The network's broader argument centres on cannabis's traditional and economic significance within Thai communities, contending that limiting the substance solely to mainstream medical applications fails to acknowledge its cultural role and potential agricultural benefits. They warned that returning cannabis to narcotics classification would devastate farmers and small operators who invested in legal cultivation believing government signals indicated long-term liberalisation. This perspective reflects genuine anxieties about unequal impacts: while large investors and international operators could absorb regulatory reversals, smallholder farmers face potential financial ruin. The network demanded that future legislation incorporate broad public participation rather than serving narrow commercial interests.
The committee's next phase involves compiling comprehensive harm assessments and surveying affected populations, signalling that policymakers recognise the need for evidence-based regulation rather than ideological positioning. Sakoltee indicated that the committee would consider draft proposals from multiple sources, not solely the Public Health Ministry's version, potentially creating space for genuine deliberation. He emphasised that future law must include distance requirements between cannabis shops and educational institutions, acknowledging concerns that easy access facilitates youth consumption.

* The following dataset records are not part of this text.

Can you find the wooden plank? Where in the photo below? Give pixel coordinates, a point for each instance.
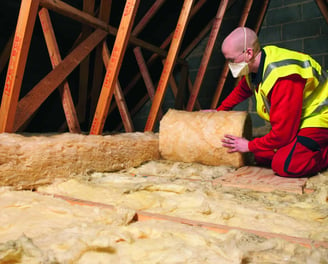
(98, 73)
(78, 15)
(119, 97)
(222, 229)
(21, 44)
(306, 242)
(5, 54)
(88, 7)
(261, 179)
(207, 54)
(169, 64)
(114, 66)
(225, 70)
(261, 15)
(164, 45)
(64, 89)
(32, 101)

Thailand's cannabis crisis reflects broader tensions within Southeast Asian drug policy as the region navigates diverging approaches to narcotics reform. While some countries pursue strict prohibition, Thailand attempted managed liberalisation without establishing institutional capacity for effective oversight. The outcome demonstrates that permissive frameworks require robust regulatory infrastructure, which Thailand manifestly lacks. For Malaysian policymakers and regional observers, Thailand's experience offers a cautionary lesson: decriminalisation or liberalisation without simultaneously building enforcement capability and closing definitional loopholes inevitably creates chaos that harms both public health and legitimate economic activity.
The resolution of Thailand's cannabis impasse will reveal whether governments can establish balanced regulatory frameworks serving genuine public health, economic development and social equity. The current deadlock—where medical advocates seek temporary reclassification, operators resist reversal, and policymakers struggle to enact comprehensive legislation—may produce compromise through delayed formal law while informal regulations attempt damage control. However, sustained legal ambiguity will likely perpetuate the worst of both prohibition and liberalisation: black market proliferation alongside enforcement corruption, with vulnerable populations and small farmers bearing the heaviest costs. Whether Thailand's Parliament can deliver coherent cannabis legislation by late 2025 remains uncertain, but the urgency of decision-making grows as access expands and public health concerns accumulate.